🎉 The Pluto SDK is live! Read more →
ConceptsFAQ

Frequently Asked Questions

Table of Contents

  1. What is Pluto?
  2. What are Web Proofs?
  3. What applications can be built using Web Proofs?
  4. What are the trust assumptions that the Pluto SDK introduces?
  5. Who is building Pluto?
  6. Why are you building this?
  7. How does Pluto work?
  8. What other products will you be building?
  9. How can I get in contact with you?

What is Pluto?

Pluto is on a mission to solve the challenges of today’s internet applications using applied cryptography and Web Proofs.

The first tool we are launching is a Web Proofs SDK that helps application developers incorporate Web Proofs into their applications.

What are Web Proofs?

Web Proofs are proofs of arbitrary data served to end users by any internet server. With Web Proofs, users can prove that an internet server (like Reddit or Venmo) has provided some data (like a user’s Reddit Karma history or Venmo balance) via a TLS connection between the user and the internet server.

In other words, data that comes from Uber, Amazon, financial institutions, attested sensors, e-mails, Spotify, or any other internet server — can be verified using Web Proofs, and application developers can use this data to build new kinds of applications.

Web Proofs expand the design space of interesting applications that can be built on the modern internet and provide data sovereignty and ownership for end users.

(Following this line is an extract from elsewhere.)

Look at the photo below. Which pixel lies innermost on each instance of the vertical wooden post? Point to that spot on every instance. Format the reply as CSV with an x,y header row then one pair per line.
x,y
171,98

What applications can be built using Web Proofs?

Any application that wants to make use of internet data from another web source can use Web Proofs to make a richer application experience for their users. Web Proofs can help applications bootstrap user identity and reputation on their own application using ‘borrowed’ data from other internet sources, and Web Proofs can enable more robust peer-to-peer interactions on the internet.

Some specific examples of Web Proofs-enabled applications are:

  • Marketplaces with bootstrapped identity and reputation (think ‘modern Craigslist’, but with proofs of reputation, or proofs of prior positive interactions)
  • Sybil-resistance products, like reputation products built off of previously-silo’d internet data
  • Social applications that require users to share a commonality, like being employees at a certain company, or mutual purchasers of a certain product online
  • More expressive oracles, like weather oracles, sports scores oracles, and stock market pricing oracles
  • Gray markets, like video game marketplaces and secondary ticketing marketplaces

What are the trust assumptions that the Pluto SDK introduces?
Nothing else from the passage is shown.